In two years, Miller Hogs and Hay in central Iowa has grown from just a few hogs to nearly 40 sows on a 160-acre farm. Miller raises animals and grows corn, oats, and hay while working full-time as an engineer at John Deere. All his vacation time and days off are spent working on the farm and caring for his animals—and he wouldn’t have it any other way.
“It’s hard work, and it’s honest work,” Miller says. “Every time I walk out the front door, I can see my accomplishments. It really feels like home.”
While Miller is now the fourth generation in his family to be farming, he wasn’t always certain that he could be a part of the industry. He grew up spending summers on his grandfather’s small farm, but his father lost their family farm during the farm crisis of the 1980s. Miller recalls seeing independent livestock farms decline significantly in the early 1990s as the industry consolidated.
“Those were the glory days of commercial production,” he says. “I saw that industry change as destroying my way of life. The industry was going in a much different direction than I could participate in, and it nudged me out.”
Miller worked as a mechanic for a farm equipment dealership after high school and later returned to college for agricultural engineering. After working at John Deere for more than a decade, he started repairing farm equipment as a hobby. “It quickly consumed all my free time and energy,” he says, and soon he moved out of the city to farm.
For Miller, getting back into farming meant bringing back the way of life he grew up around: “Back to a time when it wasn’t all about numbers and quantity, it was more about the practices, care, and time that you put into farming.”
There was no question that his farm would use sustainable practices. “Resources are finite, and you have to have those things available for the next generation,” he says. But Miller quickly realized that this wouldn’t be possible without support.
“There was no market for me in the commercial system. I wanted to raise pigs in the same manner that my grandfather did, and the commercial industry just doesn’t reward those practices,” Miller says. “I was quitting the hog business, because the way I wanted to do it and the way the industry is today didn’t mesh.”
Around this time, a colleague at John Deere connected Miller with a fellow farmer raising hogs for Niman Ranch, a network of more than 750 small, independent U.S. family farmers and ranchers. Niman Ranch farmers uphold high standards of sustainable and humane farming, so it was a natural partnership for Miller—it provided the market that he needed to keep going.
“It made it profitable. Without them, my farm couldn’t exist,” he says.
This network allowed true sustainability for Miller’s farm that wouldn’t be possible on his own, he says: “Sustainability has to go across the entire spectrum. I can have a sustainable operation, but if I don’t have a sustainable market outlet, there’s a missing piece of the puzzle.”
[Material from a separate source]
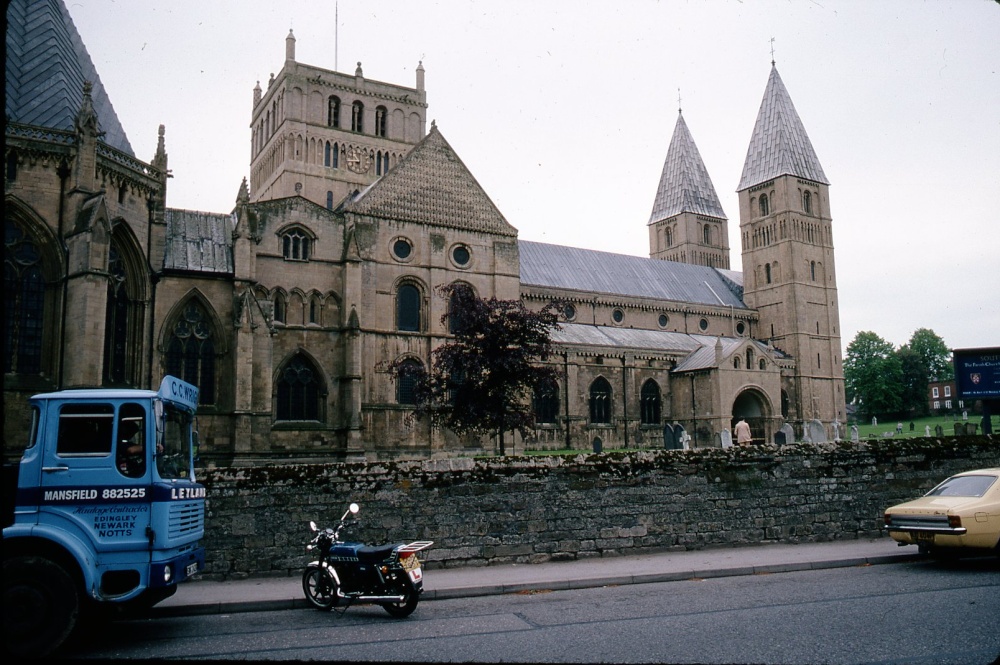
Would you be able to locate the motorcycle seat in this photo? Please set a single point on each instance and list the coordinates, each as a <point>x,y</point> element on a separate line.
<point>375,554</point>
In the future, Miller hopes to retire early from his day job and work on the farm full-time. Until then, he’s sharing his story to raise awareness about the importance of sustainable and humane farming practices.
“Twenty-five years ago, there was nothing but paper magazines. We didn’t have the channels of communication to connect people in different parts of the world like you do today,” he says. “Now, someone can read my perspective who’s not around this lifestyle at all.”
Miller sees a growing interest in where food comes from, especially compared to his childhood, when humanely raised and antibiotic-free products were hard to find on grocery shelves.
“It’s trendy among the younger generations to know where your food comes from,” he says. “That gives me hope because it feeds an industry like this. I can adhere to those principles whereas a large, commercial producer cannot.”